Il a osé le dire: le patronat doit “réagir positivement” à la hausse du Smig
Le ministre de la Communication Mustapha El Khalfi avait déclaré aux journalistes, le jeudi 24 avril au sortir du conseil du gouvernement: "aucune décision n'a été prise quant à une éventuelle hausse du Smig". Le conseil en question avait examiné cette hausse et l'avait acceptée.
Cette semaine, à la sortie du conseil de gouvernement de ce vendredi 2 mai, le ministre de la Communication est revenu sur le Smig, pour souligner "la profondeur" de cette décision.
Laissons-lui la parole, le lecteur jugera:
L'entreprise marocaine est appelée à appréhender la profondeur de la décision du gouvernement d'augmenter le Salaire minimum interprofessionnel garanti (SMIG) de 10 pc sur deux tranches, a souligné le ministre de la Communication, porte-parole du gouvernement, Mustapha El Khalfi.
"Les entreprises marocaines sont appelées à appréhender la profondeur de l'augmentation du SMIG et à interagir positivement avec cette décision", a dit le ministre, lors d'un point de presse à l'issue du Conseil de gouvernement, réuni vendredi à Rabat sous la présidence du Chef du Gouvernement, Abdelilah Benkirane .

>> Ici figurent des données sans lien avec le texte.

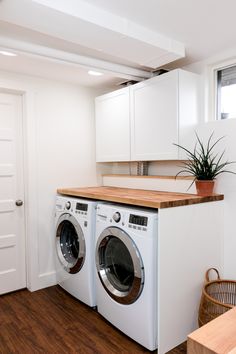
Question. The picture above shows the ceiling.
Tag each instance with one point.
(125, 39)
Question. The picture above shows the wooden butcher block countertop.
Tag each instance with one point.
(139, 197)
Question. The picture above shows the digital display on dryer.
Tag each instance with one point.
(82, 206)
(138, 220)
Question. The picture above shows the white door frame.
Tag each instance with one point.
(30, 177)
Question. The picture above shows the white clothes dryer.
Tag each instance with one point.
(75, 247)
(126, 278)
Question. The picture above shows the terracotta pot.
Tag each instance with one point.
(205, 187)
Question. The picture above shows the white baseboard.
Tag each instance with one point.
(44, 281)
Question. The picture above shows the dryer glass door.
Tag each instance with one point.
(70, 243)
(119, 265)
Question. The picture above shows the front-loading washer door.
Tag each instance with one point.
(70, 243)
(119, 265)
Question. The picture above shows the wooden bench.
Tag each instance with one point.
(217, 336)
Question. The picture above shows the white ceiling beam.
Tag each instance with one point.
(116, 70)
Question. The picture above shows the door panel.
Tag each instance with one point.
(12, 233)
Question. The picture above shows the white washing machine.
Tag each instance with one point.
(126, 278)
(75, 247)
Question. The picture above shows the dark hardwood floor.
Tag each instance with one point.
(51, 321)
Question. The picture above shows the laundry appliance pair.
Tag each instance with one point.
(107, 257)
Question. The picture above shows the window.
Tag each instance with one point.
(226, 92)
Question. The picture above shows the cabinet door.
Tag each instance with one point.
(154, 118)
(113, 126)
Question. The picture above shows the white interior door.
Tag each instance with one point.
(12, 232)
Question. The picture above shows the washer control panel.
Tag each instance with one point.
(116, 216)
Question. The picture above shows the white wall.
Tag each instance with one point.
(60, 152)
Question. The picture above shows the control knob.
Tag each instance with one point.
(116, 216)
(68, 205)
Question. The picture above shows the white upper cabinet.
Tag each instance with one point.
(113, 126)
(154, 118)
(142, 122)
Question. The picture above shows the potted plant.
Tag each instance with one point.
(204, 165)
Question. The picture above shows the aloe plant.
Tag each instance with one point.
(203, 163)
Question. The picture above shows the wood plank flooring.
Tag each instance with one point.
(52, 321)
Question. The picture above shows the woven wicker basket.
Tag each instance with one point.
(218, 296)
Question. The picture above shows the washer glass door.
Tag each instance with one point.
(119, 265)
(70, 243)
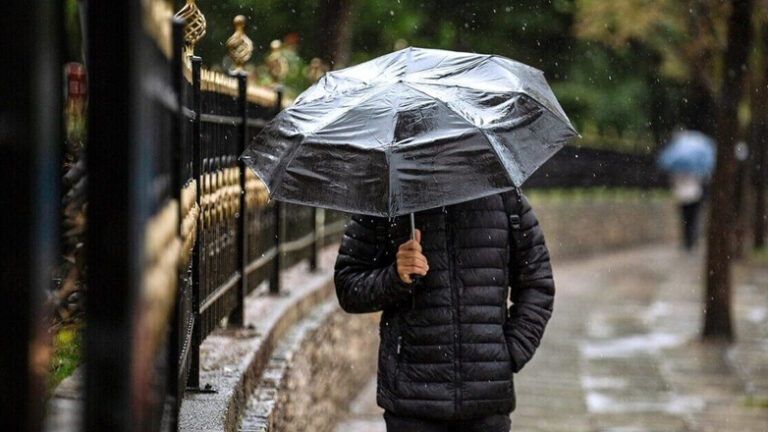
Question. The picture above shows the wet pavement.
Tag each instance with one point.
(622, 353)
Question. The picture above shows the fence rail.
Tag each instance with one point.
(207, 233)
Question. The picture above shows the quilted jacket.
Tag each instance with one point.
(451, 343)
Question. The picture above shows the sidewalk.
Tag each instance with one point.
(622, 353)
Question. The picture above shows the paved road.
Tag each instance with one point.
(622, 353)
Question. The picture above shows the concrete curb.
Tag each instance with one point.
(233, 360)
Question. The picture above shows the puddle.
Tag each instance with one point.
(603, 383)
(650, 343)
(600, 403)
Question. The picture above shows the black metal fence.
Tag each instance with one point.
(180, 232)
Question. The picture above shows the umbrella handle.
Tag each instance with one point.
(414, 277)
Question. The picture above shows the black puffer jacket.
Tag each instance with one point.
(449, 343)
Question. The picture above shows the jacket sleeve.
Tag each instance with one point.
(532, 286)
(365, 273)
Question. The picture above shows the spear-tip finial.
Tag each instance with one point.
(239, 46)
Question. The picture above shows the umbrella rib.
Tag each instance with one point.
(279, 173)
(476, 127)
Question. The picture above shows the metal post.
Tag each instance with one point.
(274, 282)
(313, 246)
(238, 314)
(114, 233)
(319, 241)
(177, 333)
(194, 363)
(30, 112)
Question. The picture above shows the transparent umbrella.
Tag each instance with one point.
(411, 130)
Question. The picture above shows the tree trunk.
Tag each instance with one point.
(335, 32)
(758, 139)
(717, 309)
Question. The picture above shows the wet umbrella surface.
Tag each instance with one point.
(409, 131)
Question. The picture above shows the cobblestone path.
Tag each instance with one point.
(622, 353)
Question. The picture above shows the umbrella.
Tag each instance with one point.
(411, 130)
(689, 152)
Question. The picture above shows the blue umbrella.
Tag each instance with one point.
(689, 152)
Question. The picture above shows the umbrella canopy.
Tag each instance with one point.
(689, 152)
(409, 131)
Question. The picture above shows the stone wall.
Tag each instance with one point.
(331, 365)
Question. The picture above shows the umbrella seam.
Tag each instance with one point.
(476, 127)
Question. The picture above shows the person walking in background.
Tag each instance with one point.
(689, 158)
(450, 342)
(688, 190)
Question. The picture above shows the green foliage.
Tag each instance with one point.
(618, 68)
(66, 356)
(596, 194)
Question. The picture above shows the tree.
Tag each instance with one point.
(717, 309)
(758, 131)
(687, 38)
(334, 31)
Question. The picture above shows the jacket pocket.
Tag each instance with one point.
(398, 350)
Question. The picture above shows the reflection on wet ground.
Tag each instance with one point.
(622, 353)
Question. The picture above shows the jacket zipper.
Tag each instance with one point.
(455, 313)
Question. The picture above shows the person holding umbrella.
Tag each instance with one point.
(441, 141)
(689, 159)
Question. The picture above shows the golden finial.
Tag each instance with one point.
(239, 45)
(195, 28)
(277, 65)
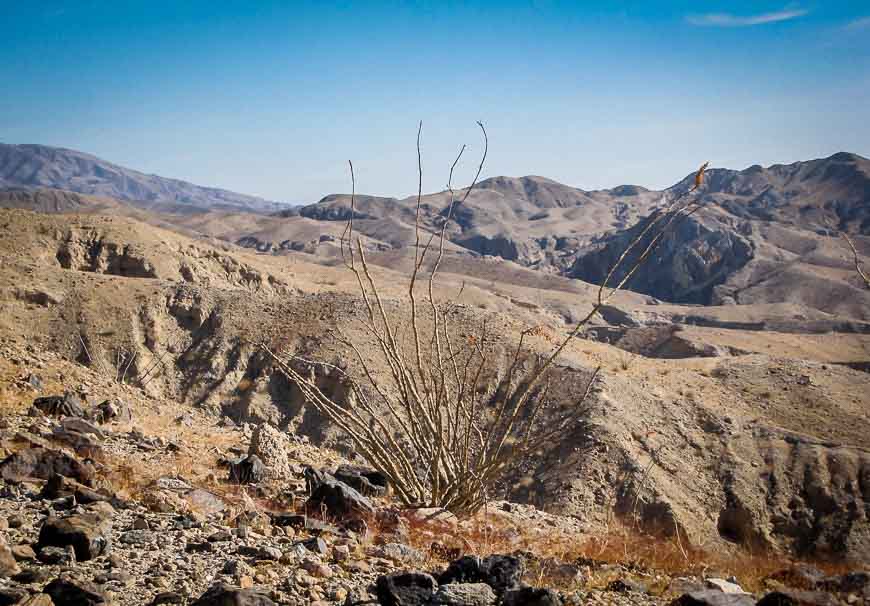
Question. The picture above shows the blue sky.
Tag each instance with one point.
(272, 98)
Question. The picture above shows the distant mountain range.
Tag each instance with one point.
(31, 167)
(762, 236)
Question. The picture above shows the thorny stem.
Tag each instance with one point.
(426, 429)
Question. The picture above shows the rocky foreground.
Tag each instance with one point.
(100, 505)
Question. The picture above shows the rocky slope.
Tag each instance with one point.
(31, 167)
(764, 235)
(777, 439)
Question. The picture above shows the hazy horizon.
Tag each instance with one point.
(273, 100)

Le Patronat marocain est également invité à adhérer aux efforts visant à traduire dans les faits les dispositions de cette décision purement "sociale" et qui tient à "l'amélioration des conditions sociales difficiles de plusieurs couches de la société", a-t-il ajouté.
Cette décision fait suite à un processus de négociations et à un dialogue social décliné en sept rencontres, dont les deux dernières ont connu la participation de la Confédération générale des entreprises du Maroc (CGEM), a rappelé le ministre.
Pour M. El Khalfi, la décision d'augmenter le SMIG est loin d'être "isolée" en ce qu'elle s'inscrit dans une "série de décisions prises par le gouvernement en vue de concevoir une politique publique globale et intégrée, renforcer la paix sociale et partant, drainer davantage d'investissements".
Le ministre a cité à ce propos les décisions du gouvernement d'adopter une avance sur exécution relative aux marchés publics, d'amender les opérations de prélèvement automatique sur les comptes des clients des banques et de supprimer la règle de décalage pour le paiement de la TVA.